Rhiannon Lewis, AKA Sweetpea, is a serial killer. Her targets are bad people: paedophiles, rapists, and abusers of women. Mostly. This invites a comparison with one of fictions' more famous serial killers, Dexter Morgan. There are similarities between Rhiannon Lewis and Dexter Morgan. They both target bad people, suffered horrible tragedy when young, and both are compelled to kill. The main differences are Rhiannon's anger at what most of us would just call life's everyday irritants and the sexual release she gets from killing.

That Rhiannon is wired different than most of us shouldn't come as a surprise. At a very young age she was the sole survivor when her creche was attacked by a deranged man with a hammer and she herself serious damage to her head. Add to that her ex-boxer/vigilante father who would take her along on his attacks and observing her sister being abused and Rhiannon is seriously messed up, something of which she is very self-aware.

The first two books, Sweetpea and In Bloom, chronicle Rhiannon's life as a serial killer.

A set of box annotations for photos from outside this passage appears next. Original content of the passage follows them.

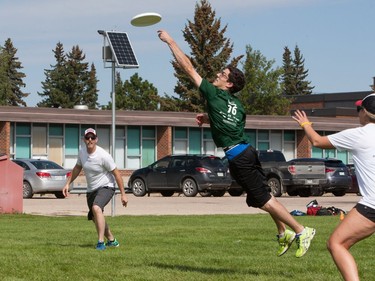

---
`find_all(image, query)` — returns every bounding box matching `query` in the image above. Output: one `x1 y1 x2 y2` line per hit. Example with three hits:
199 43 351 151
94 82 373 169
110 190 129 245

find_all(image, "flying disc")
130 13 161 26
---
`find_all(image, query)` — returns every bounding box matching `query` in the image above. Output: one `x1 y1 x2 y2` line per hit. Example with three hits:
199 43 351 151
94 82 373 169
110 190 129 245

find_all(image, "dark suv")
128 154 231 197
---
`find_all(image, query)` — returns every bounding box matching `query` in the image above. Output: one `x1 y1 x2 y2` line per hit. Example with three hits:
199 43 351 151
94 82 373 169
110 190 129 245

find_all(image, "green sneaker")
277 229 296 257
105 238 120 247
296 227 315 258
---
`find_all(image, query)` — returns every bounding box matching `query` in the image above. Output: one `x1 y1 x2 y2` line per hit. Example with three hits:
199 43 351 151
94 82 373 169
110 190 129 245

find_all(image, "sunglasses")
85 136 96 140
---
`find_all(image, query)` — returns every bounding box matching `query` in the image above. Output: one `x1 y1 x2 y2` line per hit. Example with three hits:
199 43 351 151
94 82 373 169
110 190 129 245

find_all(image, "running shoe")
96 241 106 251
277 229 296 257
105 238 120 247
296 227 315 258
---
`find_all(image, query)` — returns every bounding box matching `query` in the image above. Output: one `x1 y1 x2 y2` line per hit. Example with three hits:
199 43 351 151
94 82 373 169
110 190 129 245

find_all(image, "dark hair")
226 65 245 94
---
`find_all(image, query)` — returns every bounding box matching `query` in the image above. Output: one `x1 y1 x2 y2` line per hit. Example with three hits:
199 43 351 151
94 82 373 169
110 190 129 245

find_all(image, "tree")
107 72 160 111
283 46 314 95
238 45 290 115
0 38 28 106
38 42 98 109
172 0 242 111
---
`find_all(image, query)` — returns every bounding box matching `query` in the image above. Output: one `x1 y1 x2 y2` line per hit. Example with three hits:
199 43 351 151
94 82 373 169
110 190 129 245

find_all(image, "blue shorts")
225 144 272 208
354 204 375 222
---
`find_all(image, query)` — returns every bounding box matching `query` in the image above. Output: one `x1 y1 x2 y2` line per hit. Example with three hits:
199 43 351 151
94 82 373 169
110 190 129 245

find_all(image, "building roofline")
0 106 359 131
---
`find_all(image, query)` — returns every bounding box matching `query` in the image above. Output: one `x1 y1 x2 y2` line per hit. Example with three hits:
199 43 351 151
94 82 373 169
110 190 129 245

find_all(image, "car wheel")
298 188 311 197
267 178 281 197
55 191 65 199
228 189 243 196
23 181 33 198
211 189 226 197
132 179 146 197
182 178 198 197
332 190 346 196
199 190 212 197
160 190 174 197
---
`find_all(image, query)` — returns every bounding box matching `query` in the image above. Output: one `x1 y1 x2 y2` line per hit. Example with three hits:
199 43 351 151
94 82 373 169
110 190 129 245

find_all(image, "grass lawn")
0 214 375 281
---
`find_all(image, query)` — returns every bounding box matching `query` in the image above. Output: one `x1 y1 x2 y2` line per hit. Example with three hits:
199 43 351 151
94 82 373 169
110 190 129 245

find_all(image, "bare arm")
158 30 202 87
112 168 128 207
62 164 82 197
195 113 210 127
292 110 335 148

As with Dexter Morgan, it is difficult not to feel some satisfaction with her dispatching bad people while still feeling uncomfortable with her actions as both judge and executioner. So, yes, I root for her to get away with it the same way I didn't want Dexter caught. I does get a bit difficult because there are innocent victims who unfortunately jeopardized her freedom.

In the second book, Rhiannon found herself pregnant and trying to integrate into the mommy-to-be social scene while adding to her body count. The foetus became her alter ego, trying to get her to stop killing. Unfortunately killing is something Rhiannon has to do and she is ever on the lookout for someone who needs eliminating. The end of the book sees Rhiannon outed by her sister, giving birth to her daughter, Ivy, who's adoption by someone she trusts she arranges, gives her journals (books one and two) to a reporter, and goes on the run.

As Dead Head opens, Rhiannon is on a cruise ship under an assumed name. The title, by the way, cleverly operates on several levels.When her carefully arranged escape plan appears to have collapsed, she is forced to continue the cruise despite hating everything about the cruise and everyone on it (with a couple of exceptions). I don't want to say too much more because that would reveal spoilers. I realize this is a pretty meager synopsis on which to try to promote a book and I've been wracking my brain for something to say that won't spoil the action. Since the book opens with Rhiannon on a cruise ship it isn't a spoiler to say that half the books takes place there with Rhiannon hoping she won't be recognized and finding herself forging some relationship amidst most to the passengers she would happily see thrown overboard. It also reinforces that large cruise ships are not for me. Rhiannon also has to come to terms with the possibility that her daughter, Ivy, might have killed her killer instinct.

While Rhiannon does add to her body count, this book is more about her wondering if a normal life and love are possible for someone like her. I enjoyed the journey—both internal and geographical — on which the author takes Rhiannon. Her desperation to belong somewhere, with someone, has real poignancy. The author also has much to say about the celebrity status afforded some criminals and how criminals can gain a rabid fan base. There is actually a word for it which I didn't know until now, hybristophilia.  It ends with a cracking good set up for book four in the Sweetpea saga.

As with the other books, each chapter opens with a list of things Rhiannon hates that day. Honestly, most of us wouldn't have a problem with items on her list. One in particular directly appealed to me:
2. People who say they genuinely prefer Scandi Noir to normal noir. No you fucking don't.
Perhaps a bit harsh but I'm not a fan of Scandi Noir. None of it, so far for me, is really noir.

Oh, and there is a cute reference to another book the author has written. If, like me, you've read the book, you'll chuckle. If you haven't read it, go get it. it's a good read as well. You'll know what I mean when you see it.

So Skuse is three for three in this series. She has added to Rhiannon's story with each book and, I'd say, gives the reader a greater attachment to the character. Loved it and can't wait for the next one.